Last summer, I asked my mother to meet me in my neighborhood. After my mother parked her car in front of my building, we walked to a local café. It was a muggy August day; I was going slow, but my mother was moving even slower. I realized, as I had been realizing many times over the last few years just how old my mother was getting. If at 15, I nonchalantly believed my mother would be at my wedding, I wasn’t as confident at 27.

At a popular hipster hangout we settled into the lumpy couch with our coffees and desserts. I sat silently for a few minutes, staring at artwork on the walls. I was suddenly nervous. I hadn’t planned how to broach the subject. There hadn’t seemed a point to rehearsing.

Finally, I simply asked. It’s hard for me to remember my exact words, but I muttered something about money and a wedding, and said, “I’d like to pay off my school debt.”

Her face fell. “You’re not going to get married?” she asked me, her lower lip quivering.

I tried to reassure her, even though I too was uncertain. I looked down at my dry scone, wondering why I had even bothered ordering it.

I tried to remember all the reasons I had decided to bring this up. I began speaking: It was a good financial decision for her, I said. Costs are only going up. It’s better to pay for a “wedding” in 2010 than in 2012 or 2015. Also, my mother has always been supportive of my career goals. She understood that by alleviating some of the financial burdens caused by my education debt, I could spend more time writing. And finally as a woman who married late herself—at 31, which was and still is ancient in the Orthodox Jewish community—only to get divorced 18 years later, I think she recognized that the wedding is, in the end, just a party. It can make you happy for just one night whereas student loans can make you unhappy for decades. (In that respect, education debt is like a bad marriage.)

As I finished stating my case, she nodded slowly.
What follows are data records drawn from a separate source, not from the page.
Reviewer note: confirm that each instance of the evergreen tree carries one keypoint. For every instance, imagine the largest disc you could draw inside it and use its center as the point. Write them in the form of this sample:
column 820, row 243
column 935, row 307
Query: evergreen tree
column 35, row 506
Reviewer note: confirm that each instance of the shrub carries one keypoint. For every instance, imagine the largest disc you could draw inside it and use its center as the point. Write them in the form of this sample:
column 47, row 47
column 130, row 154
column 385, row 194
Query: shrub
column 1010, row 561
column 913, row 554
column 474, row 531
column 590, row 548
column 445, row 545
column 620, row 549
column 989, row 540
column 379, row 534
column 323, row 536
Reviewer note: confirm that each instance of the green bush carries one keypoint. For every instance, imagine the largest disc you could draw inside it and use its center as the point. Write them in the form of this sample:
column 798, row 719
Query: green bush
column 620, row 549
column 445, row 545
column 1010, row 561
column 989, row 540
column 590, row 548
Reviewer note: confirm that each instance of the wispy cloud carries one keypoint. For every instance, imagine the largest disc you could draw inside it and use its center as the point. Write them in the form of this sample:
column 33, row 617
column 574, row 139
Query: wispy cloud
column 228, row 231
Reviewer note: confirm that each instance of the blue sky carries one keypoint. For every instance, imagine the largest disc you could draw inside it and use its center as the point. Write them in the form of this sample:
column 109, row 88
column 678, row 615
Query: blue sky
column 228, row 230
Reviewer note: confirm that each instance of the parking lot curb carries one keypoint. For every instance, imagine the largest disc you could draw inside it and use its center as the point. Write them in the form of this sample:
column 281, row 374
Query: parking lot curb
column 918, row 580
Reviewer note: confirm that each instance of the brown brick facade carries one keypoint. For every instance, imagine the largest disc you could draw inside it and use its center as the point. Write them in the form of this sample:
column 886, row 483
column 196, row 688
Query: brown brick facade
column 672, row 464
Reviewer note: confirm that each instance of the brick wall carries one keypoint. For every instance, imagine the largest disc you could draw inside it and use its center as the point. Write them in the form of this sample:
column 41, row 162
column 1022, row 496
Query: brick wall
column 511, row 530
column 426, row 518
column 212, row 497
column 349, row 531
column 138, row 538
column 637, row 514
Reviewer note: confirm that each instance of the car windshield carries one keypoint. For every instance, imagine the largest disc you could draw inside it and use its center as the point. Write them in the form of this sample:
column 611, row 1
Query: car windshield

I wasn’t sure if she agreed with my points or was acquiescing to my request. She gradually conceded that a big, fancy wedding didn’t fit my personality profile. “I always saw you getting married barefoot on a beach somewhere anyway,” she said, brightening up.

We entered final negotiations in the café. The number we settled on was based on the amount she paid for my sister, nearly eight years my senior, to get married, adjusted for inflation since she wed in 1998. I was insistent on this point since I had been fooled as a child when the discussion was about my mother’s contribution to my college tuition. “I will pay just as much for you to go to college as I did for your sister,” she had said. This seemed perfectly fair and generous to a 7th grader. It wasn’t until I was a senior in high school that I realized that I got the raw end of the deal. “But tuitions are much higher now than when Lisa was in college,” I told my mother.

“That was our deal,” she would remind me, shaking her head.

Despite my shrewdness this time around, my mother still low-balled me. “I’m keeping a few thousand dollars,” she said, writing a figure on the napkin. “Because when you do get married, I still want to throw you a small party.”

I almost objected to this change but then thought better of it. She didn’t owe me the money. She finished raising me a long time ago, and all of it was a gift. I kissed my mother on the cheek. I liked that she was still planning my wedding, that she was holding out hope that I will eventually find love with a kind and supportive man, even if I don’t believe it will happen for me. Her faith restored a little of my own. As I walked home, I envisioned professional success, a steadier income, and monetary solubility. Maybe, I thought, I will get to use some of this money for my own wedding. Maybe.

Dvora Meyers is a journalist and author based in Brooklyn.